Schüsse an High School auf den Philippinen - drei Tote
22. Juni 2026
Bei einem Schusswaffenangriff an einer Schule auf den Philippinen sind drei Schüler getötet und mindestens sieben weitere verletzt worden. Der Vorfall ereignete sich nach Polizeiangaben am Morgen (Ortszeit) an der San Jose National High School in Tacloban City im Osten des Inselstaates, knapp 600 Kilometer südöstlich der Hauptstadt Manila.
Zwei Verdächtige, 14 und 15 Jahre alt, wurden einem Polizeisprecher zufolge festgenommen. Sie waren demnach beide Schüler der High School. Woher sie die Schusswaffen hatten, wird noch untersucht. Es gebe Hinweise, dass die beiden Jugendlichen möglicherweise gemobbt worden seien, betonte der Sprecher und fügte hinzu: "Die Schule verfügt über mehrere Ein- und Ausgänge, aber zum Zeitpunkt des Vorfalls war nur ein Sicherheitsbeamter im Einsatz."
Panik, Schreie, Tränen
Philippinische Medien berichten unter Berufung auf Augenzeugen, Schülerinnen und Schüler seien in Panik in alle Richtungen geflohen, während besorgte Eltern zu der Schule geeilt seien. Drei der Verletzten wurden den Behörden zufolge direkt von Schüssen verletzt, vier weitere durch ihre Flucht, bei der sie von Mauern und über Zäune gesprungen seien. Die Opfer sollen etwa im gleichen Alter wie die mutmaßlichen Täter sein.
In einem in sozialen Netzwerken veröffentlichten Video sind Schreie und weinende Schüler zu hören, während Schüsse fallen. Die Jugendlichen scheinen sich unter Tischen zu verstecken. Zwei männliche Schüler verbarrikadieren offenbar eine Tür, bevor erneut Schüsse fallen.
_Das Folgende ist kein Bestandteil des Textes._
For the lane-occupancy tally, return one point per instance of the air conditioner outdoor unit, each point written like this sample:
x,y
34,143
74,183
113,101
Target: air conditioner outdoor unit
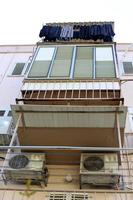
x,y
5,130
100,169
26,166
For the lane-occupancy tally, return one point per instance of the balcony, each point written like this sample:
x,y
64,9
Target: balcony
x,y
72,92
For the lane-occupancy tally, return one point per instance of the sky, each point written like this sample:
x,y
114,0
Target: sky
x,y
21,20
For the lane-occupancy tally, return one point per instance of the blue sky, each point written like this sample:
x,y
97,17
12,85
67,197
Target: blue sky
x,y
21,20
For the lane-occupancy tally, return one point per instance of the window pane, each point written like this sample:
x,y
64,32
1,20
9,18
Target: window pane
x,y
42,62
104,62
2,112
62,62
18,69
128,67
84,62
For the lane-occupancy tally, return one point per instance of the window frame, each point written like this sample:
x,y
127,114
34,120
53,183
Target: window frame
x,y
13,68
123,71
73,59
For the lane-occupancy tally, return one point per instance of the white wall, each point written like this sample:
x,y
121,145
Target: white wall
x,y
10,85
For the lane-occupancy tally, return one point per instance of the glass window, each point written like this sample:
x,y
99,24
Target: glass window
x,y
104,62
18,69
9,113
84,62
2,112
42,62
128,67
62,62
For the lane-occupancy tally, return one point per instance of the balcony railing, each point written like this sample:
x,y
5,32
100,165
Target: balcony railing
x,y
105,92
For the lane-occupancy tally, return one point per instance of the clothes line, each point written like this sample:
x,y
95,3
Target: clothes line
x,y
79,23
103,31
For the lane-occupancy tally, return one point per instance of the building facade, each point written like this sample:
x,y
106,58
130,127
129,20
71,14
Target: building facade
x,y
69,132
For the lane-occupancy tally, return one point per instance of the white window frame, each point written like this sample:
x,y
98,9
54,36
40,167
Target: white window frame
x,y
13,67
71,75
130,117
122,67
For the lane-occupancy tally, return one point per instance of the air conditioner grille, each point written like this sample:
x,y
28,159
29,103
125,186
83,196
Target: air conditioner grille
x,y
18,161
68,196
58,196
93,163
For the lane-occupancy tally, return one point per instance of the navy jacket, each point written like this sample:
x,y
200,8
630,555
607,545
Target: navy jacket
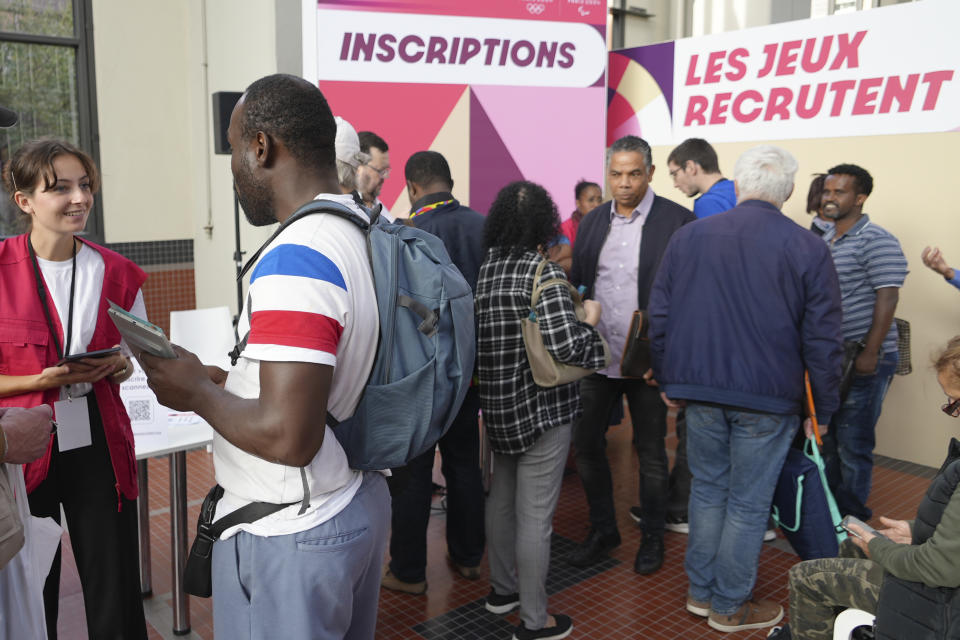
x,y
742,304
460,228
665,217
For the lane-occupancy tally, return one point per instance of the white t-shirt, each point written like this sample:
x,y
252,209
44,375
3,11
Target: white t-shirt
x,y
312,300
384,211
86,301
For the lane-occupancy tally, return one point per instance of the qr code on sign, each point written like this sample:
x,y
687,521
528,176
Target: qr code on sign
x,y
140,410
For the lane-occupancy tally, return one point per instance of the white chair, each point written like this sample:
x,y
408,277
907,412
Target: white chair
x,y
206,332
848,621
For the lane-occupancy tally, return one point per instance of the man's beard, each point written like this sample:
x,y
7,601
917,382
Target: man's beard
x,y
255,197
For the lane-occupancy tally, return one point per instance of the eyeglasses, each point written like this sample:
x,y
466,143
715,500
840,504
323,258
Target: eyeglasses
x,y
952,408
384,173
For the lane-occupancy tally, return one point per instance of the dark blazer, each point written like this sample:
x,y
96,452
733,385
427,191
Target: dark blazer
x,y
665,217
460,228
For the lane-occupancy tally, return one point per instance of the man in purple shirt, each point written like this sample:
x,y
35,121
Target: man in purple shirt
x,y
618,249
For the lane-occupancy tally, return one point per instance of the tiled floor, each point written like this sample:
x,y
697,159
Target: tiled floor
x,y
609,602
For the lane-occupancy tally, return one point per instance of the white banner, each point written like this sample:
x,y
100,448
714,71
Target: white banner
x,y
405,47
880,71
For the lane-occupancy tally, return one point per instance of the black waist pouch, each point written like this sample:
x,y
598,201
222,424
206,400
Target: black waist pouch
x,y
197,579
851,349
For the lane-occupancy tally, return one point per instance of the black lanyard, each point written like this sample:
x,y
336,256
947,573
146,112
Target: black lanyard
x,y
42,291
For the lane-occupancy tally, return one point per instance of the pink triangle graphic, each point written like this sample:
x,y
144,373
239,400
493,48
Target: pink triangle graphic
x,y
491,165
407,116
555,136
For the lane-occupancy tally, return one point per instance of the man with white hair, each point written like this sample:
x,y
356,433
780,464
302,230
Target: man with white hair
x,y
743,303
349,157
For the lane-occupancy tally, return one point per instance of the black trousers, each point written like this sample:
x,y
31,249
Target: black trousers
x,y
648,414
413,491
680,477
104,539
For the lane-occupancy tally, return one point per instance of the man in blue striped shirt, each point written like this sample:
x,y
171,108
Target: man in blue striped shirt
x,y
871,268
Mehrere Verletzte seien in Krankenhäuser gebracht und dort behandelt worden, hieß es. Alle Schulen in der näheren Umgebung wurden zunächst geschlossen. Die Ermittlungen zu den Hintergründen des Vorfalls dauerten an. Die Polizei erklärte, man arbeite daran, alle Beteiligten zu identifizieren und das Motiv zu klären. "Auch werden Maßnahmen ergriffen, um sicherzustellen, dass die Verantwortlichen nach dem vollen Umfang des Gesetzes zur Rechenschaft gezogen werden", hieß es. Die Bevölkerung wurde aufgerufen, Ruhe zu bewahren.
Viele Waffen auf dem Schwarzmarkt
Der philippinische Präsident Ferdinand Marcos Jr. zeigte sich betroffen und ordnete eine Untersuchung an. Schießereien an Schulen sind auf den Philippinen selten, obwohl Waffengewalt in dem südostasiatischen Inselstaat weit verbreitet ist. Der legale Waffenbesitz ist in dem südostasiatischen Land zwar streng geregelt. Es existiert jedoch ein großer Schwarzmarkt für Schusswaffen.